Cowboy Dreams

How often do you wake up to thoughts of Hopalong Cassidy? It’s happened to me twice! Twice this month!! Twice this morning!!!

It is possible (because I’m old enough to have seen the television series) that my younger self had dreams of Hoppy, but I certainly do not remember this.

So I woke up thinking about Hoppy, then I fell asleep and woke up again thinking about Hoppy. This seems significant but I’m not sure how. My first waking thought this morning was how absolutely strange that Hopalong would be considered a name for a cowboy hero. His actual first name must have been hideous.

My phone was nearby, so I quickly googled Hopalong Cassidy to find out that he was a character in several books written by Clarence Mulford. However, he had red hair, loved fist fights, drank hard whiskey with beer chasers, and was a general rough dude. And he had a wooden leg. Haha!! A wooden leg!! I get it, Hop-along! Hah!

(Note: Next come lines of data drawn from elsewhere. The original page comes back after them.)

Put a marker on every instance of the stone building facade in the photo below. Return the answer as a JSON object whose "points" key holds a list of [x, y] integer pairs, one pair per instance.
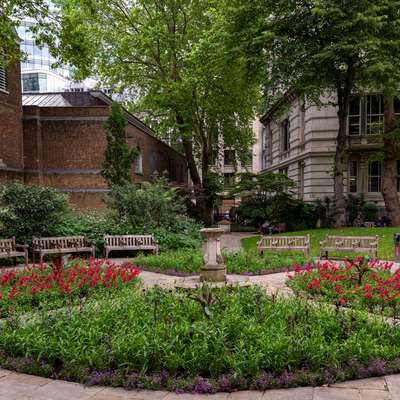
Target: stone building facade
{"points": [[301, 142], [59, 140], [11, 138]]}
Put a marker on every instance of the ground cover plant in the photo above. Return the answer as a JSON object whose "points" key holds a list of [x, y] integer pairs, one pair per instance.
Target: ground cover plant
{"points": [[385, 248], [201, 340], [184, 262], [359, 283], [49, 287]]}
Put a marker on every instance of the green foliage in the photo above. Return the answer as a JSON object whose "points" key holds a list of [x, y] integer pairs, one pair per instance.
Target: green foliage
{"points": [[357, 207], [118, 157], [238, 262], [267, 197], [295, 213], [149, 204], [157, 331], [30, 211], [172, 56]]}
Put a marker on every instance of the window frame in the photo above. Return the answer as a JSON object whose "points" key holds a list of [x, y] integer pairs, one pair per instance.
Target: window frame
{"points": [[285, 136], [353, 176], [370, 177], [3, 80]]}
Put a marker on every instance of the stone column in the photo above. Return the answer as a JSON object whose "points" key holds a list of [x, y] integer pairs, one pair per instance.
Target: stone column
{"points": [[213, 268]]}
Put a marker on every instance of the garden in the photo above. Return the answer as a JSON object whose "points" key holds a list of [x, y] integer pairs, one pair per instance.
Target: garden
{"points": [[93, 321]]}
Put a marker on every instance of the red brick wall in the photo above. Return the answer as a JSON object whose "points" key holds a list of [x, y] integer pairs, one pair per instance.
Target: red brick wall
{"points": [[64, 148], [11, 145]]}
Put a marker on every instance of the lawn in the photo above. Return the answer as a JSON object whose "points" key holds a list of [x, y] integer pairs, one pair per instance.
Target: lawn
{"points": [[200, 341], [188, 262], [386, 244]]}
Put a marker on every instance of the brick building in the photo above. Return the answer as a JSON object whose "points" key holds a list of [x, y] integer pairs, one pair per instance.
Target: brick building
{"points": [[59, 139]]}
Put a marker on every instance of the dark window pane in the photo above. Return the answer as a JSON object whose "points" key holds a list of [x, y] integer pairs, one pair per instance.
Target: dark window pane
{"points": [[396, 105], [229, 157], [354, 105], [353, 175], [354, 125], [374, 104], [374, 176]]}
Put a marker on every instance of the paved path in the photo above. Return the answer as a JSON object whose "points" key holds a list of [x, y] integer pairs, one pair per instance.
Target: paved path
{"points": [[15, 386]]}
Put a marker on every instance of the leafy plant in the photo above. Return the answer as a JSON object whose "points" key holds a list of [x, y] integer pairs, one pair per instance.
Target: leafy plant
{"points": [[161, 339], [30, 211], [118, 157]]}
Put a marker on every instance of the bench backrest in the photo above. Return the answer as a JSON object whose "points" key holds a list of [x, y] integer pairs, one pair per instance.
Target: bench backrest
{"points": [[129, 240], [7, 245], [67, 242], [284, 241], [349, 242]]}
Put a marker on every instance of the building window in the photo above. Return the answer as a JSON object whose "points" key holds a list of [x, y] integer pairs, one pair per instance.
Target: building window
{"points": [[354, 124], [353, 176], [3, 79], [285, 135], [139, 163], [366, 116], [374, 176], [374, 114], [283, 171], [34, 82], [229, 157], [229, 179]]}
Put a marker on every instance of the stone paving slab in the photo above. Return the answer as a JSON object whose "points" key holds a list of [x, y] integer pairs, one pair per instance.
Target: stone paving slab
{"points": [[289, 394], [15, 386]]}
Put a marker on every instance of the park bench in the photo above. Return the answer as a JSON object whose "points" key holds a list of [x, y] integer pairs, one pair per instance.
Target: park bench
{"points": [[129, 242], [9, 249], [284, 243], [61, 245], [354, 244]]}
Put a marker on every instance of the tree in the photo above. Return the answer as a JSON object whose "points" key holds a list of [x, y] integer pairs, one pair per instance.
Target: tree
{"points": [[118, 157], [314, 47], [383, 75], [172, 56], [264, 196]]}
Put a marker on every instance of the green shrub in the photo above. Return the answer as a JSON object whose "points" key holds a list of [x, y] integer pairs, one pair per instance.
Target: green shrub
{"points": [[237, 331], [30, 211], [248, 262]]}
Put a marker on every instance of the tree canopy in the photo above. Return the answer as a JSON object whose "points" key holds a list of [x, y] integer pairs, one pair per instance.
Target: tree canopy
{"points": [[171, 56]]}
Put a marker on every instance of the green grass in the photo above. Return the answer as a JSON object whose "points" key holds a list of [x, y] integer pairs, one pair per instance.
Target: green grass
{"points": [[386, 244]]}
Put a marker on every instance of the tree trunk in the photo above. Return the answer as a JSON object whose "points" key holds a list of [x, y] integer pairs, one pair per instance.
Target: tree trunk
{"points": [[390, 150], [340, 159]]}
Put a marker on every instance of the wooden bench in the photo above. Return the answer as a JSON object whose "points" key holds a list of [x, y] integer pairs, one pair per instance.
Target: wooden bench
{"points": [[8, 249], [61, 245], [130, 242], [353, 244], [284, 243]]}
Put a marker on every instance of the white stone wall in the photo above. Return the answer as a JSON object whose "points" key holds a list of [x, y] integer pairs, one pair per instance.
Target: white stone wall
{"points": [[312, 144]]}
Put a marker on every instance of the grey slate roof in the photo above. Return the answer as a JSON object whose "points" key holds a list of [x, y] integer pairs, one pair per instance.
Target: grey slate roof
{"points": [[45, 100]]}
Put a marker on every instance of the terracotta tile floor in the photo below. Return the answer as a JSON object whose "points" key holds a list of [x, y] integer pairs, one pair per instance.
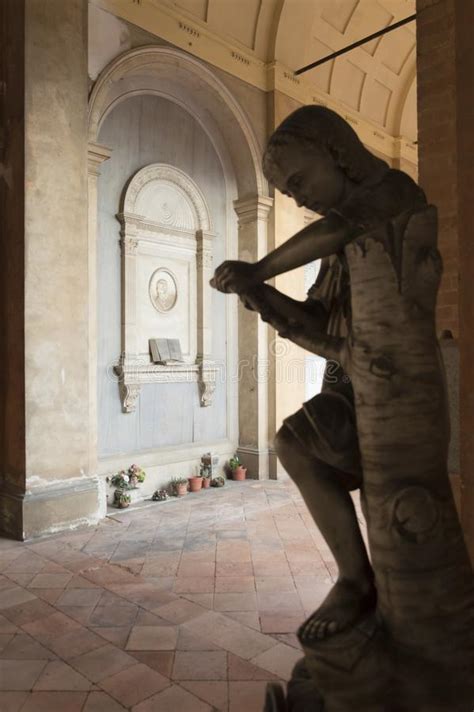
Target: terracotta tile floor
{"points": [[187, 605]]}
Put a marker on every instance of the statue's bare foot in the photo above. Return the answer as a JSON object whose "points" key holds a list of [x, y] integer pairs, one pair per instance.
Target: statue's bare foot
{"points": [[346, 603]]}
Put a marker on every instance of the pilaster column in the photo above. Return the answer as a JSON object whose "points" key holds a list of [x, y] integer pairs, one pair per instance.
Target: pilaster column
{"points": [[96, 155], [253, 366]]}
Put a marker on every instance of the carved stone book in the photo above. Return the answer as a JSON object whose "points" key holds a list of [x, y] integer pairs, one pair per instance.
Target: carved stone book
{"points": [[165, 351]]}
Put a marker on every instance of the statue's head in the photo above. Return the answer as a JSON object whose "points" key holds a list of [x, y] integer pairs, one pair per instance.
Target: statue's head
{"points": [[316, 157]]}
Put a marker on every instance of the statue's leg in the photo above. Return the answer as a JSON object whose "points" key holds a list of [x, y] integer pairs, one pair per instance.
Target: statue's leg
{"points": [[325, 493]]}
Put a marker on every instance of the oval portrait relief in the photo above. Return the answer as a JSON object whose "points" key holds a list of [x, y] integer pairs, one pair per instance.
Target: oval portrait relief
{"points": [[163, 290]]}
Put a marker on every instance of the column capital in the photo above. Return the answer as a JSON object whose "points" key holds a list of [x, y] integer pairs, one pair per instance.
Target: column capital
{"points": [[96, 155], [255, 208]]}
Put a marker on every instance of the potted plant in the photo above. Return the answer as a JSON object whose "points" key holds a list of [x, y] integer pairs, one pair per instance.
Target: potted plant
{"points": [[124, 481], [195, 482], [179, 486], [205, 473], [239, 472], [136, 475], [122, 499]]}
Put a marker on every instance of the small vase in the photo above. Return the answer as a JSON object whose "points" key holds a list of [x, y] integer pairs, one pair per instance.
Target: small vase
{"points": [[239, 473], [195, 483]]}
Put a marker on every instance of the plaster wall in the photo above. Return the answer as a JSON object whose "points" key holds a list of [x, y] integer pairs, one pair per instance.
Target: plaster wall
{"points": [[56, 288], [140, 131]]}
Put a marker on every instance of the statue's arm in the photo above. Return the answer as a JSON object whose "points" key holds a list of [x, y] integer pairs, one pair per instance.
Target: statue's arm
{"points": [[315, 241], [304, 323]]}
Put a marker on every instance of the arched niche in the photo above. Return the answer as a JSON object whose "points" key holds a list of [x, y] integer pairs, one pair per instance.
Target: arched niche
{"points": [[175, 75], [166, 232]]}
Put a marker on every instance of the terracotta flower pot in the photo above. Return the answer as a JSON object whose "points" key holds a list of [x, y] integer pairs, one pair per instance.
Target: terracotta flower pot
{"points": [[195, 483], [239, 473]]}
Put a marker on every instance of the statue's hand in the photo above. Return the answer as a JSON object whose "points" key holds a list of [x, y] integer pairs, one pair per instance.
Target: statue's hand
{"points": [[255, 300], [235, 276]]}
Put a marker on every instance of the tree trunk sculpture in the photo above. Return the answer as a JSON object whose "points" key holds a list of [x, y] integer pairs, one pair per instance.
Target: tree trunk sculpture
{"points": [[416, 654]]}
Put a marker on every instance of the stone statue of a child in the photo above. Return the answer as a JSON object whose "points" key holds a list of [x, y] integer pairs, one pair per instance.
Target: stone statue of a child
{"points": [[315, 157]]}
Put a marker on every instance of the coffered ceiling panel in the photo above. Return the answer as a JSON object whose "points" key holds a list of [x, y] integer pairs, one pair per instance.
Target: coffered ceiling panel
{"points": [[376, 79]]}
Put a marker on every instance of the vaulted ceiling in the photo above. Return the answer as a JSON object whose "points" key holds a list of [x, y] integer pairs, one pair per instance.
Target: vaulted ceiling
{"points": [[376, 80]]}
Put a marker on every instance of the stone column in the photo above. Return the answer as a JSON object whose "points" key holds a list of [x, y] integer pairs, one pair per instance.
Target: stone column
{"points": [[12, 297], [96, 155], [59, 490], [445, 60], [253, 346]]}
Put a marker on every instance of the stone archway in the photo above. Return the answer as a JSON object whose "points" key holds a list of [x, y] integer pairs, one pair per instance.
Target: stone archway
{"points": [[181, 79]]}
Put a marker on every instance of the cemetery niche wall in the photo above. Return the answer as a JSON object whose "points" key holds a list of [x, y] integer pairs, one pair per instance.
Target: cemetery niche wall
{"points": [[166, 243]]}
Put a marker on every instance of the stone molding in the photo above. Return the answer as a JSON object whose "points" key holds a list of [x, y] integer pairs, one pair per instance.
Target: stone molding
{"points": [[251, 209], [96, 155]]}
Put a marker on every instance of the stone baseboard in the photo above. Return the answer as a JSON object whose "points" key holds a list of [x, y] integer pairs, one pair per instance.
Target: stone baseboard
{"points": [[52, 509]]}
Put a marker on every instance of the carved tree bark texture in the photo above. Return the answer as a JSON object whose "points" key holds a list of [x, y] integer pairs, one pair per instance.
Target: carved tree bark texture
{"points": [[417, 653]]}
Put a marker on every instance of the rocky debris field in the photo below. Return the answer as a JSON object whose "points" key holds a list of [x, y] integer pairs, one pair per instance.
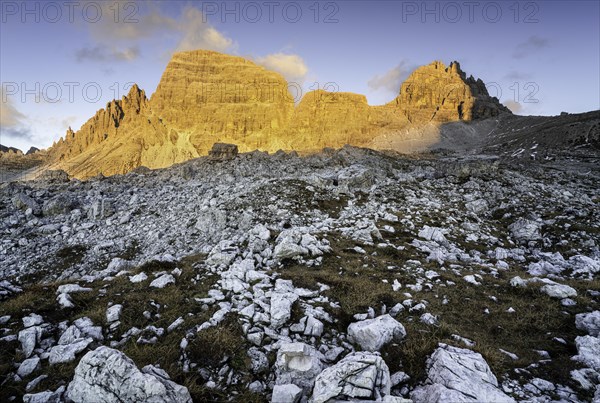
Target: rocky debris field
{"points": [[344, 275]]}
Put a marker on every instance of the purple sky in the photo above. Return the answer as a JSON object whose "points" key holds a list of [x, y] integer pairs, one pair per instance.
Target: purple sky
{"points": [[60, 63]]}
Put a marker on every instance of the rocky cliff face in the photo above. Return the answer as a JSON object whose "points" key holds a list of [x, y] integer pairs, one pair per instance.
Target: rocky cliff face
{"points": [[213, 97], [205, 97], [436, 93], [124, 135]]}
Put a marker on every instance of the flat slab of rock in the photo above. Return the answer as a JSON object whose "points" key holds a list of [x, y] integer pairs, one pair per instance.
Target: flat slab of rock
{"points": [[108, 375], [298, 364], [163, 281], [590, 322], [288, 393], [373, 334], [458, 375], [359, 375], [559, 291]]}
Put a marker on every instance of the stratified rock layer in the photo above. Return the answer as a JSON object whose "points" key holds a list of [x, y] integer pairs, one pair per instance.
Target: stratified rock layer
{"points": [[216, 97], [444, 94], [205, 97]]}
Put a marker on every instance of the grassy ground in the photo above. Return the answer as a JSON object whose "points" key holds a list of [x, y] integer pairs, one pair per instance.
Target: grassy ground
{"points": [[360, 281], [209, 348]]}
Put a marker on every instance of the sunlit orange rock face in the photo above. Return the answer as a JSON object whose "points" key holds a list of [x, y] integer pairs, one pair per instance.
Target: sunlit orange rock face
{"points": [[211, 97], [206, 97]]}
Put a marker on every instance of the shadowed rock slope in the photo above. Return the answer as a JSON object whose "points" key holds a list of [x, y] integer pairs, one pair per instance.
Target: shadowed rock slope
{"points": [[206, 97]]}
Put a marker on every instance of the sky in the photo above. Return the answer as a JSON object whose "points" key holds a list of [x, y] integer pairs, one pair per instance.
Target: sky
{"points": [[61, 61]]}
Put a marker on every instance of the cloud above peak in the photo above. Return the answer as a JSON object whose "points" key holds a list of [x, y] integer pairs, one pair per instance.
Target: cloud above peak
{"points": [[291, 66], [119, 39], [12, 122], [392, 79], [532, 45]]}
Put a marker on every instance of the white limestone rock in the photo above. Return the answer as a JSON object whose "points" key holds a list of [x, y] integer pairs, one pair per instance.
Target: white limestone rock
{"points": [[113, 313], [138, 278], [373, 334], [108, 375], [432, 234], [525, 230], [63, 353], [360, 375], [28, 367], [588, 351], [299, 364], [29, 338], [458, 375], [282, 299], [288, 393], [559, 291], [589, 322], [45, 397], [32, 319], [163, 281]]}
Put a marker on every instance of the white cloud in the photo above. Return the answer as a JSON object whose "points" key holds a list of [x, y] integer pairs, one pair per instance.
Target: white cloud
{"points": [[198, 34], [104, 53], [12, 122], [118, 39], [9, 115], [291, 66], [392, 79], [533, 44], [515, 107]]}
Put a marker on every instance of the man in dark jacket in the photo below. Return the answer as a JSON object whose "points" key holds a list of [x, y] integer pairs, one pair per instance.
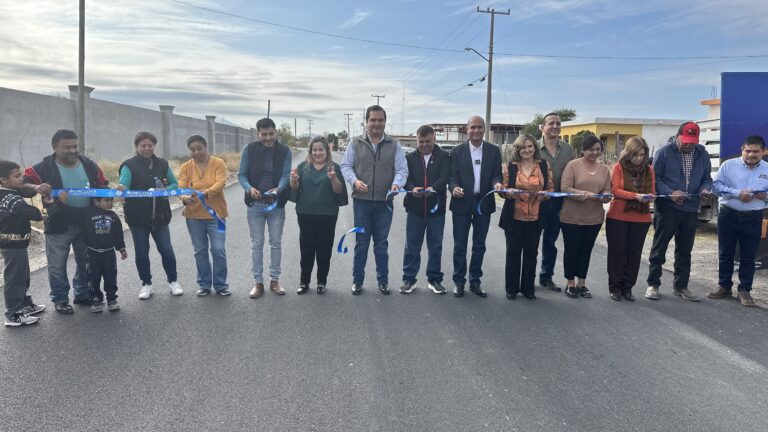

So it appears that I would like the book better than the movies. And boy, were there movies, 66 of them, all starring William Boyd, who had white hair, wore a black hat, and whose character did not swear, or drink alcohol. He preferred sarsaparilla! A true cowboy hero.

So this is where I fell asleep to wake up a second time thinking about Hopalong. I was dreaming about a lunchbox with Hoppy’s picture on it. I’m pretty sure I had one, and it was the first lunchbox that was used as a marketing tool. And I was dreaming that lunchboxes were no longer popular.

So for the second time I went to Google.

After 66 movies and averaging $100,000 a year, William Boyd was nearly broke. He used the little money that he had saved to buy the rights of the character from Mulford, and in addition he bought the rights for the movies. Now he was truly broke!

He next move was to pitch a television program. He actually just edited down several movies and the television audience went crazy. A production studio jumped at the chance and the series took off. The series only ran for two years but adding the merchandise made Boyd millions.

What stands out to me is the the merchandising was amazing and the roadmap for hundreds of movies and television shows ever since. I think I remember my nephew had a Daisy Duke lunchbox.

The Hopalong Cassidy show ended in 1954, and William Boyd died in 1972
Boyd’s character was certainly different from the book, but it was perfect for young America. And according to Boyd, his name Hopalong came about because a bad man once shot him in the leg. Still makes sense. Kinda weird, but logical.

I still wonder about his real first name.